For National Hispanic Heritage Month, Music Library Assistant Ryan Jacobs has chosen three Latin American composers to highlight from the Naxos Music Library. This is part two of a three- part series. These individuals were chosen as some of the premier examples of composers whose work has been shaped heavily by the culture and influence of their native lands and lands where they traveled.
The second composer I wish to highlight in this series is Heitor Villa-Lobos, the foremost Brazilian composer of the 20th century. He traveled extensively throughout Brazil in the formative period of his career, and his works put Brazil on the wider cultural map of classical music. He was later given charge of the country’s music education after the government was overthrown. He chose to structure the resulting institutions with a particular emphasis on Brazilian folk and popular influences.
I want to first dive into his Bachianas brasileiras (specifically No. 9), which are a series of many pieces with wildly varying ensembles from chamber to full orchestra. They represent an entanglement of Baroque techniques and Brazilian folk idioms.
From his adolescence, Villa-Lobos had been fascinated by Bach, finding in his work analogies with the traditional music of Brazil. Thus the present sequence was intended as an explicit homage to Bach, a factor most evident in the designation of almost every movement with twin titles alluding both to the actual movements of Baroque suite forms and also to specific Brazilian popular styles.

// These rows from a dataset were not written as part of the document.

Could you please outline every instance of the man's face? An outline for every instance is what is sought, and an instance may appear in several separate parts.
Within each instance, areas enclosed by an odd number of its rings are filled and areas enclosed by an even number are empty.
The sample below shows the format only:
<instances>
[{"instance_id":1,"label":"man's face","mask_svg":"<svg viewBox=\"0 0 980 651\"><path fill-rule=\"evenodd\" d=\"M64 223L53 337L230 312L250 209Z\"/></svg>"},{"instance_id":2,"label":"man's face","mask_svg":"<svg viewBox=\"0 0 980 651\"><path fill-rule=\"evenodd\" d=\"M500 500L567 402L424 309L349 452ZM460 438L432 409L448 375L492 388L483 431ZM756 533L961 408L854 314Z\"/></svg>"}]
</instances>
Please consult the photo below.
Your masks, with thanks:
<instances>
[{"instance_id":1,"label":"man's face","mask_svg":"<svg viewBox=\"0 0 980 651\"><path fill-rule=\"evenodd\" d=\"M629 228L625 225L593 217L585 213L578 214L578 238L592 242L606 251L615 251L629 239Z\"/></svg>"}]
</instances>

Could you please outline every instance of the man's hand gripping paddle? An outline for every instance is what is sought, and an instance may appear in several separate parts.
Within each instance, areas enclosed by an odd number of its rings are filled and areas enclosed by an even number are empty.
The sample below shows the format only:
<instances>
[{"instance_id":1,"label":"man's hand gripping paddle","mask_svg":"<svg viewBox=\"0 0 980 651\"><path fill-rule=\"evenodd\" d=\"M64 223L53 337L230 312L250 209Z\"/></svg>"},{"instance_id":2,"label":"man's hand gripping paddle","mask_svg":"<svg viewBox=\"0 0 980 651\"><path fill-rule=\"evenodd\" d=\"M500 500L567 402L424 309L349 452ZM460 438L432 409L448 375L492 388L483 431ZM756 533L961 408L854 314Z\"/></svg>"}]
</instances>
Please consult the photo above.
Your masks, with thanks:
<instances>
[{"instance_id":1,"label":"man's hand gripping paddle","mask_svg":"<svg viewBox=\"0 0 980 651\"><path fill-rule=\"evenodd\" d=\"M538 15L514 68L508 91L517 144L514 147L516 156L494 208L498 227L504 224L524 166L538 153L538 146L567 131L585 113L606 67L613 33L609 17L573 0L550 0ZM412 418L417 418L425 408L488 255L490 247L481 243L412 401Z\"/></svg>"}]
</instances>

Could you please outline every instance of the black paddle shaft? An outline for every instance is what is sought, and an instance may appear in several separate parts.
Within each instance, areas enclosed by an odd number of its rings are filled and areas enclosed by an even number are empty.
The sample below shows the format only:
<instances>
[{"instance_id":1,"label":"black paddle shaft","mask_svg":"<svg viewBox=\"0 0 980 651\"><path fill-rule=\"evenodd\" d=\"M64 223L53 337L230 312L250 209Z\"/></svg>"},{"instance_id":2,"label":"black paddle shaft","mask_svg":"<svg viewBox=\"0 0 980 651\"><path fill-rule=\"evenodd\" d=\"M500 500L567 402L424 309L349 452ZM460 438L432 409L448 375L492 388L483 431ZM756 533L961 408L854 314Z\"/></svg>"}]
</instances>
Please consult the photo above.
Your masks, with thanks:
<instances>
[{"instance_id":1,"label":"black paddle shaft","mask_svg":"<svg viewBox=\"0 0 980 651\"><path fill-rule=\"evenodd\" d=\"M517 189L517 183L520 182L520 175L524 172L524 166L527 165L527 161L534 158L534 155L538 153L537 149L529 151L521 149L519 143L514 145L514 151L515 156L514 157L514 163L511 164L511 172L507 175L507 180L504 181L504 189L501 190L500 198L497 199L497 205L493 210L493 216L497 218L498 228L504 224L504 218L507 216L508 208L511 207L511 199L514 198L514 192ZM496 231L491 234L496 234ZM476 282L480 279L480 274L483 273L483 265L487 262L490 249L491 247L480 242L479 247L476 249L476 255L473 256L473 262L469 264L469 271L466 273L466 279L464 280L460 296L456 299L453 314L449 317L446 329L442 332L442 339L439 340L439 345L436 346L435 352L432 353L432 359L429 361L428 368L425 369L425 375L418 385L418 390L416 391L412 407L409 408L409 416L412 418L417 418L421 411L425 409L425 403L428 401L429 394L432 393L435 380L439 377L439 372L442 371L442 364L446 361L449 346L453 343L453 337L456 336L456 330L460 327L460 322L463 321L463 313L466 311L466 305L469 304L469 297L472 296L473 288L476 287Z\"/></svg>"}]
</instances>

Bachianas brasileiras No. 9, composed in New York during 1945, is in many respects a summation of the whole series. Originally written for an unaccompanied chorus, it sounds equally convincing when played by string orchestra, and might be thought of as a musical paradigm for the synthesis that Villa-Lobos had sought in the previous eight works. Thus the Prelúdio is taken up with a long-breathed melody, unfolding in expansive harmonies that could almost be a composite of those already heard. Only when the Fuga proceeds is the theme revealed as the subject of the latter movement which ranks among the most impressive of the composer’s such pieces. Although the range of contrapuntal techniques is applied, the most striking factor is the composer’s blurring of the distinction between what is Bachian and what is Brazilian, surely an intentional QED as the work, and the series as a whole, reaches its affirmative close. (Naxos)
Another example of cultural influence in the music of Villa-Lobos is in his chôros series, the title of which is a reference to Brazilian street musicians who use a combination of European and African instrumentation. Villa-Lobos viewed the chôros series as an extension of this music.
Chôros No. 10 is widely considered to be a distilled representation of the larger series, telling the story of the untouched beauty of the Amazon and the arrival of humankind. “The work’s opening imparts impressions of Brazil’s sonorous natural riches with indigenous melodies and birdsongs, providing an extended prelude to the choral section. The mixed chorus functions at the same level of value and distinction as that of the orchestral architecture, singing vocables meant to evoke aboriginal languages. (Béhague, Heitor Villa-Lobos: The search for Brazil’s musical soul, pp.87-96)
The final piece from Villa-Lobos that I wish to highlight is the ballet Uirapuru, which originated as a symphonic poem, featuring birdsong as a major compositional theme. “Uirapuru” is a term used to describe various bird families in Brazil with particularly tuneful and melodious songs.
Uirapuru is the offspring of international modernism. Villa-Lobos not only displays his constant interest in the richness of texture, tonal expansion, orchestral color, fluidity of form, melodic symmetry, and the rereading of his compositional references (particularly Wagner, Debussy, and Stravinsky), but creates a specifically Brazilian sound, without directly drawing on folkloric elements—precisely what makes him one of the supreme inventors of Brazilian culture.
In the ballet's storyline, indigenous groups find themselves drawn deep into the forest by the magic of the bird's song; there, a young woman hunts the uirapuru and sees it transform into a young male warrior. Finally, when he is killed by an indigenous intruder, he transforms once again into a bird. The story and the music create a very distant echo of Debussy's Prélude à l'après-midi d'un faune and Stravinsky's Firebird. Villa-Lobos, without the interest in real bird song that Messiaen had, transforms the theme of the uirapuru into a model of stylized symmetry, which opens up into a complex network of formal and harmonic growth. Especially after being recorded by Leopold Stokowski, Uirapuru deservedly became a calling card for the modernist Villa-Lobos. (Naxos)
In addition to the three composers highlighted in this series, there are many other hispanic and latinx composers’ works available to listen to via Naxos. We have prepared a playlist including some of this great music! This list is by no means exhaustive, as there are a myriad of high-quality recordings of incredible works of music by hispanic composers available through Naxos, and further research and listening (either independently or with the assistance of the Music Library) is highly recommended.